Por Percival Puggina
Estados quebrados, alquebrados e ainda encontro quem diga: “Fulano não é o governador? Então ele que resolva”. Resolver, aqui, significa que o governante deve encontrar uma fórmula de manter ou ampliar o gasto público, porque os abusos da festa não podem parar. Nosso modelo institucional terceiriza responsabilidades e irresponsabilidades. O que faz a maior parte dos governos e o que fazem os parlamentos diante dessa mentalidade senão determinar que siga o embalo, que role a droga da gastança, que se mantenham os vícios do sistema, que se atendam todas as demandas?
No nosso sistema político, com escassas exceções, parlamentares e governantes funcionam como organismos que metabolizam recursos públicos e os transformam em votos.
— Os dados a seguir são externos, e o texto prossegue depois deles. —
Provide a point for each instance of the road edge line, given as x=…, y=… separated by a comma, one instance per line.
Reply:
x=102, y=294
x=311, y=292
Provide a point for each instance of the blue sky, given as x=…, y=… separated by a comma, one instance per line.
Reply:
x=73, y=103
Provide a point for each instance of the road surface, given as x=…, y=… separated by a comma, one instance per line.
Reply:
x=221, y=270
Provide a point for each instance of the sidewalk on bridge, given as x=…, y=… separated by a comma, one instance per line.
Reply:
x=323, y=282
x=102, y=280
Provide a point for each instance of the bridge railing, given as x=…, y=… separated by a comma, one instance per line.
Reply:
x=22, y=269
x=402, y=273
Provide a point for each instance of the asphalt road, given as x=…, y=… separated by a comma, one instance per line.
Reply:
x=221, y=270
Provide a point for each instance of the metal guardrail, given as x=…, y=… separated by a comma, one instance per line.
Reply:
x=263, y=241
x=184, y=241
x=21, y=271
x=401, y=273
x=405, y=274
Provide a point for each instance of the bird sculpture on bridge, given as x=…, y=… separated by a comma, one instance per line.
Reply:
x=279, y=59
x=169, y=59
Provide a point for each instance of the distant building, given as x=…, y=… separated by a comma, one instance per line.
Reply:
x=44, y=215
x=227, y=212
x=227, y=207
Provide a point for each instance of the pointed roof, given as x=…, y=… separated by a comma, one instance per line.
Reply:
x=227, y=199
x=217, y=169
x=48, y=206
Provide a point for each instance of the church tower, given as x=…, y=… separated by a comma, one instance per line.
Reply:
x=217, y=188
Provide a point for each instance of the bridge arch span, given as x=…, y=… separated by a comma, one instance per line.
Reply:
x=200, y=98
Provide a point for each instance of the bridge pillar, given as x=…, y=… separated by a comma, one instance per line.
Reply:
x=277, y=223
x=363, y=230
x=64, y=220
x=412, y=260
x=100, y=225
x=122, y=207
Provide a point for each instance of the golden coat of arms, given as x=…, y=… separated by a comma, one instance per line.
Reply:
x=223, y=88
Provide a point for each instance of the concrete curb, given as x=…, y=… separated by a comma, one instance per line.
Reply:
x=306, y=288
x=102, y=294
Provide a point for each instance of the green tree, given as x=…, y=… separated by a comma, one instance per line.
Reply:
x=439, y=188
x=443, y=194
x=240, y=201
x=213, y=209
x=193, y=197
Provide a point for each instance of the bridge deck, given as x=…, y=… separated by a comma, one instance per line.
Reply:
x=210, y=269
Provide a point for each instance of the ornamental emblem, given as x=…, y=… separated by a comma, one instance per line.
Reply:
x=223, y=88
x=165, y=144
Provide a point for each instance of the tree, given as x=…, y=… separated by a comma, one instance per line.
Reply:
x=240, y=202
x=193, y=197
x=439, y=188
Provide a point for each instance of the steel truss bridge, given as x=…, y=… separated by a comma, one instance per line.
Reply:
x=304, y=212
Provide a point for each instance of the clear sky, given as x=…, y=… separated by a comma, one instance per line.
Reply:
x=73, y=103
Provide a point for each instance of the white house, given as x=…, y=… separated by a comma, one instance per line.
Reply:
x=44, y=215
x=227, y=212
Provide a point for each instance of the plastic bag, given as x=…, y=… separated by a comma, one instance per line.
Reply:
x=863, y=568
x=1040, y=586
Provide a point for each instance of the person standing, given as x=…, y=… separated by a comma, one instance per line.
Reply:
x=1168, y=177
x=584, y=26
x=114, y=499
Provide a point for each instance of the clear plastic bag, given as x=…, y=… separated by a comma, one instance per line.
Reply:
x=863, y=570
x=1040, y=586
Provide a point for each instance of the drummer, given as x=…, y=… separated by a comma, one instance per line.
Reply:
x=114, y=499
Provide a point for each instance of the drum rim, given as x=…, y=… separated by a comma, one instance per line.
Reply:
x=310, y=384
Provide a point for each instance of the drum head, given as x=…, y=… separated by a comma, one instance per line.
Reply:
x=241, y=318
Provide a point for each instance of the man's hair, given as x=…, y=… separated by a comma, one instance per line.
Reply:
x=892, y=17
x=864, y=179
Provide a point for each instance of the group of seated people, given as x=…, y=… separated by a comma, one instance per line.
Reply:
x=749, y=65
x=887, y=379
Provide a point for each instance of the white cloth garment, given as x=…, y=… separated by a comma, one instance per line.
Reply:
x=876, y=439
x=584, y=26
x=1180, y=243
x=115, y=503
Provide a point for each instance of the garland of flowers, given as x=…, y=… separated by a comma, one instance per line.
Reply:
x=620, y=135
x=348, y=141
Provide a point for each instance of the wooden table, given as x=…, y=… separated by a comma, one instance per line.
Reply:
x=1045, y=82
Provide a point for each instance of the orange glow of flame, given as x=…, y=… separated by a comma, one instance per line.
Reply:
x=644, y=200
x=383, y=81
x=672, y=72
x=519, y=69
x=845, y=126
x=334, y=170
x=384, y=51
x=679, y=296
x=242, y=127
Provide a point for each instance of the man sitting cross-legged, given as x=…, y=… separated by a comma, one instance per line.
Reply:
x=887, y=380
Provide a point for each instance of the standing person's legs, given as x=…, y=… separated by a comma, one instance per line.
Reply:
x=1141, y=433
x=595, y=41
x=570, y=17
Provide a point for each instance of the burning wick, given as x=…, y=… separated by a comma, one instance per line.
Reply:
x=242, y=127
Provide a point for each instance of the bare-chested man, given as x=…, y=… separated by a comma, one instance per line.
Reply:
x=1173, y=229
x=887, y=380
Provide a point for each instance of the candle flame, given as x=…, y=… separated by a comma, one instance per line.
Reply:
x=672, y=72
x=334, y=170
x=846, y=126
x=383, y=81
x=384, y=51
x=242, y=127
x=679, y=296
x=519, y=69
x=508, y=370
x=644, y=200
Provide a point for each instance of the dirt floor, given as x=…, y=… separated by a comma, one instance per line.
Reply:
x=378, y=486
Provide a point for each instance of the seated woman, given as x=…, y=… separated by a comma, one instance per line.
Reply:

Os ambicionados sufrágios não provêm da dedicação ao bem da comunidade ou de uma convicção sobre como alcançar o desenvolvimento econômico e social. Não, não. Os votos são moeda de troca num balcão onde, de algum modo, a contribuição fiscal de todos pode ser canalizada para atender demandas de alguns. Quem o fizer com maior eficiência, mais futuro terá, ainda que tais conquistas representem freio puxado no futuro dos demais.
Observe o que ocorre quando, num parlamento brasileiro, em plena crise econômica e fiscal, está em deliberação projeto que eleva vencimentos dos poderes ou de determinadas categorias de servidores. As galerias estão tomadas por interessados na aprovação. A cada pronunciamento favorável, chovem elogios e aplausos. A cada fala em contrário, trovejam insultos e vaias. Sentado em sua cadeira, o parlamentar-padrão a tudo assiste e se indaga: “Quantos eleitores meus estão aí? Quantos votos posso ganhar junto a essa categoria se me posicionar favoRavelmente ao que pretendem? Quantos perderei se o fizer?”. É uma contabilidade inequivocamente favorável à festa Rave porque, em nosso sistema, os parlamentares não sabem quem são ou podem vir a ser seus eleitores. Ademais, deputados eleitos obtêm, em média, votos de 1/3 do eleitorado apto (e a maior parte de seus eleitores não lembra seu nome). Os 2/3 restantes correspondem a votos nulos, brancos, abstenções ou foram concedidos a candidatos não eleitos.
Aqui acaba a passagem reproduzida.